In the aftermath of Tuesday’s election, Mignonne Guy, chair of African American Studies at Virginia Commonwealth University, said white people should stop trying to save Black people and focus on saving themselves.
Like many Black folks Wednesday, Guy was exasperated at the success of the Youngkin campaign’s race-baiting, which included not only his intent to “ban” Virginia’s phantom critical race theory, but his campaign ad attacking Toni Morrison’s Pulitzer Prize-winning novel “Beloved.” She attributed the outcome to “the unwillingness of all to fully relinquish the ideology of whiteness.”
It’s tragic that this election ultimately hinged on the unwillingness of white parents to have their children learn about Black history. As has been stated again and again, critical race theory, the stuff of law school curriculums, is not taught in K-12 schools in Virginia. But racial grievance has become the GOP brand, whether the subject is a nonexistent curriculum or virtually nonexistent voter fraud.

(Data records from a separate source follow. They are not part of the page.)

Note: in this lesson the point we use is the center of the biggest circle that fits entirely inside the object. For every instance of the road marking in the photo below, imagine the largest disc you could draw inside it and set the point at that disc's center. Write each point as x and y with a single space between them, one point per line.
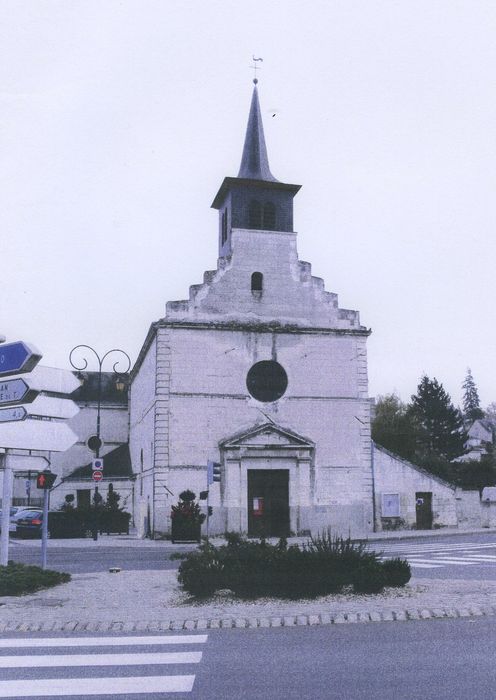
55 687
442 560
480 557
187 657
103 641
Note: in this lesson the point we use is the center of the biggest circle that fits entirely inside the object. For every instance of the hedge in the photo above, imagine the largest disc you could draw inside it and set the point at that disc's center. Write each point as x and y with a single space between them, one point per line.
325 564
16 579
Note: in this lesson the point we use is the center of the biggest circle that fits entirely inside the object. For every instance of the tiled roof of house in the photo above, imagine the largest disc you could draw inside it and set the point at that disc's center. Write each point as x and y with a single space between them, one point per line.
88 391
116 463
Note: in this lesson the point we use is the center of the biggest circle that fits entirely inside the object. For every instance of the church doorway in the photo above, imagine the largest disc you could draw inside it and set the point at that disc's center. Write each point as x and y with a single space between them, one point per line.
268 502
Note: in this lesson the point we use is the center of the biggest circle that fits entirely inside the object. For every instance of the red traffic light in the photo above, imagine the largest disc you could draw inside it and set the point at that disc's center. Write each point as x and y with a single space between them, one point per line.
45 480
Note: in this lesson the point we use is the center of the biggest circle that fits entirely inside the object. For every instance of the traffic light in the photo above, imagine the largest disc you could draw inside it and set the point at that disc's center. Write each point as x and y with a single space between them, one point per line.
94 443
45 479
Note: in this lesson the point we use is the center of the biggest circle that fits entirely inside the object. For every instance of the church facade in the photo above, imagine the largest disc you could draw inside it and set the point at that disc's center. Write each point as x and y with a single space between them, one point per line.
260 371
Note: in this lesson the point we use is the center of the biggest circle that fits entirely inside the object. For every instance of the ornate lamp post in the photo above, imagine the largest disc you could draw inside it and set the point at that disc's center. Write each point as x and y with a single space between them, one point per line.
96 443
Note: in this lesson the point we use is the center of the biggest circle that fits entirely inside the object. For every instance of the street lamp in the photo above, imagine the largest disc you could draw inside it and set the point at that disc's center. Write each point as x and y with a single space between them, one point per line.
95 442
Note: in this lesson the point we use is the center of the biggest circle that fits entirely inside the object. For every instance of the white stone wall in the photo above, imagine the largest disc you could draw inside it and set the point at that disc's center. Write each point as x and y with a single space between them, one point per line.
203 351
394 475
142 408
207 401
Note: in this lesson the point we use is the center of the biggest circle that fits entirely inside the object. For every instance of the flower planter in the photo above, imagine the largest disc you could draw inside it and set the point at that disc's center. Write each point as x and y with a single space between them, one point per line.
184 531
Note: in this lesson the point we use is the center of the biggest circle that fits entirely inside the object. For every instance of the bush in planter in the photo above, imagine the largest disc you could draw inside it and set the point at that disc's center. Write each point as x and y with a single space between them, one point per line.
186 518
254 569
111 517
16 579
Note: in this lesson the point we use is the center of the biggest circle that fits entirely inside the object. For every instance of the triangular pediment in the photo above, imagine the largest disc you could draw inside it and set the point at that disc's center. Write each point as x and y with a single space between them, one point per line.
268 434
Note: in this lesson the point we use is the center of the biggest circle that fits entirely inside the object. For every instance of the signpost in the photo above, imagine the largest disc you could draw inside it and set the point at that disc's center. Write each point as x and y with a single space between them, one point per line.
18 357
97 464
31 420
15 391
13 414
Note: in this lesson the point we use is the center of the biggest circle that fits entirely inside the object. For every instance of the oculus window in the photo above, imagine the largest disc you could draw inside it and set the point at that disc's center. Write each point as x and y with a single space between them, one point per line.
267 381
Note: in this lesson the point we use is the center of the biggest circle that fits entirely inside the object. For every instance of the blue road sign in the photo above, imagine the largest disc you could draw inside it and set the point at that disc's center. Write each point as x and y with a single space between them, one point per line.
18 357
15 391
12 414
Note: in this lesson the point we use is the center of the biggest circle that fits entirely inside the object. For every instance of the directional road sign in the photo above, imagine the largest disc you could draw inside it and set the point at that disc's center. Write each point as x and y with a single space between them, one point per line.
15 391
52 407
18 357
41 435
97 465
27 463
50 379
14 413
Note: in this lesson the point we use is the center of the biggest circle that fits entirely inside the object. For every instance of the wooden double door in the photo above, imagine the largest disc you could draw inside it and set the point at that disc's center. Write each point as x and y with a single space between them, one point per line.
268 502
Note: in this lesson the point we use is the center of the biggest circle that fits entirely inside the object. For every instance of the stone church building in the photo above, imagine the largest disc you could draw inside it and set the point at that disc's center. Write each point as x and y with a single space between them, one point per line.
259 370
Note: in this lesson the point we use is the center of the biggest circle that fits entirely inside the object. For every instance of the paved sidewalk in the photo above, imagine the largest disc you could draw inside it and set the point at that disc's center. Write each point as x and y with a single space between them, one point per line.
153 600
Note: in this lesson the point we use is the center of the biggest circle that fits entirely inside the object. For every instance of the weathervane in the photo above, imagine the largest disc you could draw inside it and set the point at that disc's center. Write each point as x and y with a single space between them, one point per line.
255 68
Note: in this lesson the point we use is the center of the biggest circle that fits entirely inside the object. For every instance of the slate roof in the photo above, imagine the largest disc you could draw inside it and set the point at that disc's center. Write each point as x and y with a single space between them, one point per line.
88 391
116 463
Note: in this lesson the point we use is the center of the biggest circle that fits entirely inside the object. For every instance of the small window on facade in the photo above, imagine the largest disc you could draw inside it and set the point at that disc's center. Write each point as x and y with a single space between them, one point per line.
224 227
390 505
255 214
257 282
269 216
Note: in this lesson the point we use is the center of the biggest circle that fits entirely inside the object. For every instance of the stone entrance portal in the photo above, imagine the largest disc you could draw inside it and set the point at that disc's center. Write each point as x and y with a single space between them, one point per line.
269 482
268 502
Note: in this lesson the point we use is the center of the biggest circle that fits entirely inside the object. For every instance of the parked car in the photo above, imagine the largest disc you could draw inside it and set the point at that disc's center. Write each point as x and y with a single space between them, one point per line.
28 523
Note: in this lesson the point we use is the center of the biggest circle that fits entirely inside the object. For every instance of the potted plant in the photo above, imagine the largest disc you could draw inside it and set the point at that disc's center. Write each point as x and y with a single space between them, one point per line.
186 518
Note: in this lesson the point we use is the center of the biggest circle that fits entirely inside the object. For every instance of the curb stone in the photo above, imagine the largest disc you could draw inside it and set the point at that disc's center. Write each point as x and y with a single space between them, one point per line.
297 620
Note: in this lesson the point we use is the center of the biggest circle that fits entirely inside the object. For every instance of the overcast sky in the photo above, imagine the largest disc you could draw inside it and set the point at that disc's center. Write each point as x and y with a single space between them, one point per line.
119 120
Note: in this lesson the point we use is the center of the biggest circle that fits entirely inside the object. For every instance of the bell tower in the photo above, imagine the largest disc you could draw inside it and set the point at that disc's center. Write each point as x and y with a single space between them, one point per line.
254 199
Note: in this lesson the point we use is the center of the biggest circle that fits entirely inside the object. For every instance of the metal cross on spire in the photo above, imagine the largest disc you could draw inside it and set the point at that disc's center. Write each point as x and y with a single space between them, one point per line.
255 68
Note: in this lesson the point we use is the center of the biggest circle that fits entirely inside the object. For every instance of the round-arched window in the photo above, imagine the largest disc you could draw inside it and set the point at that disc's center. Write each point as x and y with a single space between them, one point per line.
267 381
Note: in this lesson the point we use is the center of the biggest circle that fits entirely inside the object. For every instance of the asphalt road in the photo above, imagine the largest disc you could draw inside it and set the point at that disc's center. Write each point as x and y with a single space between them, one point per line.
462 556
431 660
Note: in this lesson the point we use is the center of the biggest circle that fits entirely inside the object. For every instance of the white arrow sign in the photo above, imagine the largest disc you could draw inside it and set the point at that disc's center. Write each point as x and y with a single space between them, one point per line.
44 435
51 379
27 463
52 407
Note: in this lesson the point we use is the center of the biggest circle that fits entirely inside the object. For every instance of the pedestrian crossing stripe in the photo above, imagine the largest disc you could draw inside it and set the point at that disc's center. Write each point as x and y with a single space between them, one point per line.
187 657
109 685
105 641
56 687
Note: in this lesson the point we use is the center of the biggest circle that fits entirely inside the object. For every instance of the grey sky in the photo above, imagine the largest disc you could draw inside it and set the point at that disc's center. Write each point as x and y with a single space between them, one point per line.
119 120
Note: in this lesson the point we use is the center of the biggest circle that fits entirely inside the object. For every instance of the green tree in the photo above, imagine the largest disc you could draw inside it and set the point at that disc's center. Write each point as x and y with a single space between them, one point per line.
394 427
441 424
471 401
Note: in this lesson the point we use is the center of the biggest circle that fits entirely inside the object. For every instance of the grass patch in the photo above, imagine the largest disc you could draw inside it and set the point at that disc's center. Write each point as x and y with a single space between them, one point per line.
17 579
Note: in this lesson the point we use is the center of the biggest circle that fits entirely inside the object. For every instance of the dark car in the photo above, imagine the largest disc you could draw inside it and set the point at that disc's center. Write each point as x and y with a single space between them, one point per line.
28 523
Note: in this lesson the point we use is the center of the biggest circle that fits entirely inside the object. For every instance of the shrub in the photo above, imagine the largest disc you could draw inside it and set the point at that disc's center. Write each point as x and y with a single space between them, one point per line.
254 569
397 572
369 577
16 579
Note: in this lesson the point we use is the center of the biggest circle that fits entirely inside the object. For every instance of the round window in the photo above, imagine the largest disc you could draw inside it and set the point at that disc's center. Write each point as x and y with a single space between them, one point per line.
267 381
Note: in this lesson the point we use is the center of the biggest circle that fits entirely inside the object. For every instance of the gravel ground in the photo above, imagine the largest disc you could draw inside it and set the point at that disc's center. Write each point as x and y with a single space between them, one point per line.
153 600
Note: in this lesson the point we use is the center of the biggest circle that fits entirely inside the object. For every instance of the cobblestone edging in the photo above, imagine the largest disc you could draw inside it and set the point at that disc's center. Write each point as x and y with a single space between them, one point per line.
296 620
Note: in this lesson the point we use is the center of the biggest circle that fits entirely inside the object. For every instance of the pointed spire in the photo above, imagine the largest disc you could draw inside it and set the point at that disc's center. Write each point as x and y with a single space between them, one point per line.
255 162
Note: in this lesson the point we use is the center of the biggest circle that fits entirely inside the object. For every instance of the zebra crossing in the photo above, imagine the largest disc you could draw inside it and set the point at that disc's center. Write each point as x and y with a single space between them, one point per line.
34 657
438 555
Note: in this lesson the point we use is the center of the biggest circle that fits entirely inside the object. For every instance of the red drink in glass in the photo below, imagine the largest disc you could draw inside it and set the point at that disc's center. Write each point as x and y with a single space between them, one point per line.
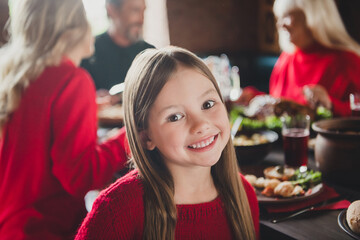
355 111
295 143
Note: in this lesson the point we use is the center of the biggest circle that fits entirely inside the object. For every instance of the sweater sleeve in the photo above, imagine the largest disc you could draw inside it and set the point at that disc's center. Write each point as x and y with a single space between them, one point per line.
116 214
253 203
79 162
347 80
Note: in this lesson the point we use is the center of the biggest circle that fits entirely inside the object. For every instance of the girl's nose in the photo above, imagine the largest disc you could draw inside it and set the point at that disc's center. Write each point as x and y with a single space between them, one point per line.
284 22
199 125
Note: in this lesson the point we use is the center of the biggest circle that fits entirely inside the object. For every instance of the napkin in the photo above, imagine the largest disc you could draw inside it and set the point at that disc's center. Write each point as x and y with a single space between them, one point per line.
326 194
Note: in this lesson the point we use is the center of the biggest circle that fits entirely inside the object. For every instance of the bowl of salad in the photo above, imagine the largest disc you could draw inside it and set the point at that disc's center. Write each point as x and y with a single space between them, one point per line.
252 146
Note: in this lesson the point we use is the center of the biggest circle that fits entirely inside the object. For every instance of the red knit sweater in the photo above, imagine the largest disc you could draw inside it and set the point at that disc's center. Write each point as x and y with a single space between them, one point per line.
337 71
118 213
49 157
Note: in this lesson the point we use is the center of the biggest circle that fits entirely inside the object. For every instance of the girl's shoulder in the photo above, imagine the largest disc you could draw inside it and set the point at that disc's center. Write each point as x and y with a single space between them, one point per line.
129 187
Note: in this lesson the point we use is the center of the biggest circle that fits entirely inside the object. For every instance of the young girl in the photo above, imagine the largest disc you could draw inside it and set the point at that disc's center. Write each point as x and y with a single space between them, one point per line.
186 184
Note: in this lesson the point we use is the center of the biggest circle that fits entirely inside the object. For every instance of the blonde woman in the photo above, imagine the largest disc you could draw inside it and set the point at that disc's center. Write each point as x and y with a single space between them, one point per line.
186 184
320 62
49 156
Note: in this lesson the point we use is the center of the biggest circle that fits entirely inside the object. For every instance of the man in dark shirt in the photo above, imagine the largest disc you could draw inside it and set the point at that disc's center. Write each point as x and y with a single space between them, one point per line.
116 49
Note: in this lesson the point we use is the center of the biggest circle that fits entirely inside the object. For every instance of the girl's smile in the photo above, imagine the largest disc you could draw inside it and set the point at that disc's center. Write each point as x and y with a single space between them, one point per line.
204 145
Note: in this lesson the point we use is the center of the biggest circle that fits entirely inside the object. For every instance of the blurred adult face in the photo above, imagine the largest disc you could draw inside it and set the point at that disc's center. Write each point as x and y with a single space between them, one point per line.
294 22
129 19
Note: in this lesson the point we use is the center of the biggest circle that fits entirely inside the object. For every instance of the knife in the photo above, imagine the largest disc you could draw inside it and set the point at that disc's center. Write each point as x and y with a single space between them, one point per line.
308 209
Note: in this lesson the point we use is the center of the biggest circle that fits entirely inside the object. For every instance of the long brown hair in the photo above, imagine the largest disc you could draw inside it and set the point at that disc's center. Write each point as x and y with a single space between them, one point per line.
144 81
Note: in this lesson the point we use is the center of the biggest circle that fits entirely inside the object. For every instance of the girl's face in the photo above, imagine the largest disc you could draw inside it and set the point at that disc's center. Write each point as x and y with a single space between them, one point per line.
188 123
294 23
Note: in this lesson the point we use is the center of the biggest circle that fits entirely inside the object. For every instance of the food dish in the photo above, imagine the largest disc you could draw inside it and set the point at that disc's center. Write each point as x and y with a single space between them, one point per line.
111 116
253 154
344 226
274 200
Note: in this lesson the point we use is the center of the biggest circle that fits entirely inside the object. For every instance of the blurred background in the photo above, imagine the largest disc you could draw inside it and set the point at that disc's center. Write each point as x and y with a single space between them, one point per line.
244 30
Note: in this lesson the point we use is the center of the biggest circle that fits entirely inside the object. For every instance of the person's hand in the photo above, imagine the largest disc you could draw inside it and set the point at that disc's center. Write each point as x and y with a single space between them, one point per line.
246 95
317 95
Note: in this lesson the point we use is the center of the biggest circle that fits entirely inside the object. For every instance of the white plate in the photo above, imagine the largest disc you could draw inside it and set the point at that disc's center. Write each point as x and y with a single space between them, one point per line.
275 200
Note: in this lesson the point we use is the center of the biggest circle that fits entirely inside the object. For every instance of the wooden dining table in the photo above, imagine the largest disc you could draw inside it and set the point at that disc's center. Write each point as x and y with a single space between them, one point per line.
311 225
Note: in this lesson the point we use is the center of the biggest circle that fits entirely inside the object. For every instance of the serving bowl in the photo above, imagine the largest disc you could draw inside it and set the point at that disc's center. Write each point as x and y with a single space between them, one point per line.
254 153
337 150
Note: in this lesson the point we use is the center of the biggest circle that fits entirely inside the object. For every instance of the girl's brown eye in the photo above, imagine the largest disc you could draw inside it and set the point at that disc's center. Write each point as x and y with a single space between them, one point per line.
175 117
208 104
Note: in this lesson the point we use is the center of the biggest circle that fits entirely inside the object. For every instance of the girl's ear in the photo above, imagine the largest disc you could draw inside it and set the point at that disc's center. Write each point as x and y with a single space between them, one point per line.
146 141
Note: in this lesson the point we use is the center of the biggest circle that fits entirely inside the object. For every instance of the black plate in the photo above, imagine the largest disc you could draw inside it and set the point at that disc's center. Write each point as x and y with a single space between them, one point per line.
343 224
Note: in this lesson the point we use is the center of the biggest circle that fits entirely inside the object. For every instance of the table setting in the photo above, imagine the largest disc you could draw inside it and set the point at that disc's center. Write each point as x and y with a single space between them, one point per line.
327 147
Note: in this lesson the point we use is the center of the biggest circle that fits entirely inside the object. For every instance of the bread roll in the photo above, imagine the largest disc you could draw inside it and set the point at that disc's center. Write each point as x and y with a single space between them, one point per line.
353 216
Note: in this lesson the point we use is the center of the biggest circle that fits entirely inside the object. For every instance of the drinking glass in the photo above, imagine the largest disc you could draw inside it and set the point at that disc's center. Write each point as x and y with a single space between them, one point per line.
295 132
355 104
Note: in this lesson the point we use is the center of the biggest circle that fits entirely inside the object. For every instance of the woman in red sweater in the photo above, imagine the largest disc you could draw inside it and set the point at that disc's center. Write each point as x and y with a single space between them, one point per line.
320 63
49 156
187 183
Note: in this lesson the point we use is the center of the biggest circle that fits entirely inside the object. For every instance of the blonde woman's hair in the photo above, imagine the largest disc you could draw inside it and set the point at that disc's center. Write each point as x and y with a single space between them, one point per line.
41 33
323 20
146 77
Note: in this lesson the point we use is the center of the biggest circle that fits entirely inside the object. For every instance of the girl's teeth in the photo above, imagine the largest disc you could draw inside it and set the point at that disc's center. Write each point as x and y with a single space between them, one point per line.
203 144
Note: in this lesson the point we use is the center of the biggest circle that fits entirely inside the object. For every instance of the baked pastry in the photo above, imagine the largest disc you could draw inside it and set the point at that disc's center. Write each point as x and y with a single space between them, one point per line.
353 216
279 172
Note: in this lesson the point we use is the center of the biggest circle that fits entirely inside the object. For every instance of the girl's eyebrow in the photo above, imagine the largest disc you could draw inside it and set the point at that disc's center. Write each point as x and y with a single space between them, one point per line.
209 91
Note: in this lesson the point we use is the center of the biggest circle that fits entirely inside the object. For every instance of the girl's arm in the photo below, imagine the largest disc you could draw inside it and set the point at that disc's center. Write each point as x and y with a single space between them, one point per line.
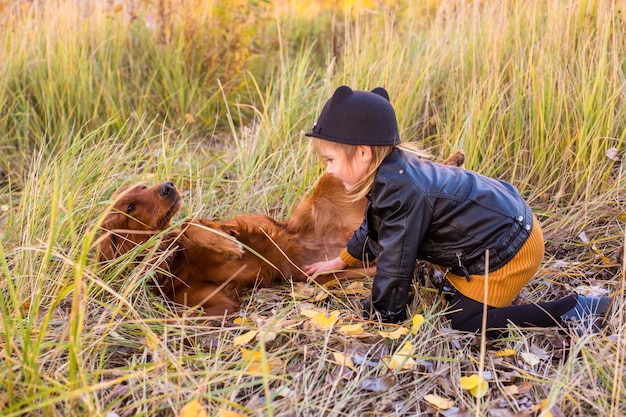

This phony critical race theory issue is a metaphor for our inability to engage real problems. We’ve got our share: the virus, child care, economic inequality, a crumbling infrastructure, systemic racism, late-stage democracy and the existential crisis presented by climate change. We don’t have the luxury of indulging in fake problems.
Democrats, in general, seemed flat-footed and complacent as Republican enthusiasm crested into a crimson tide. The February 2019 scandals that ensnared the state’s top three officeholders — Gov. Ralph Northam and Attorney General Mark Herring (blackface) and Lt. Gov. Justin Fairfax (sexual assault allegations) — were a harbinger of the limited shelf life of Democratic fortunes.
Black and liberal voters in Virginia were somewhat insulated from Trumpism by having Democrats in power. Tuesday’s outcome — Democrats also lost control of the House of Delegates — means Trumpism moves closer to our doorstep.
Reimagining a famous quote about justice by the Rev. Martin Luther King Jr., Hayter asks: “What if the moral arc of American political development is actually a pendulum?”
Well, if you’re Black in America, you’d better duck.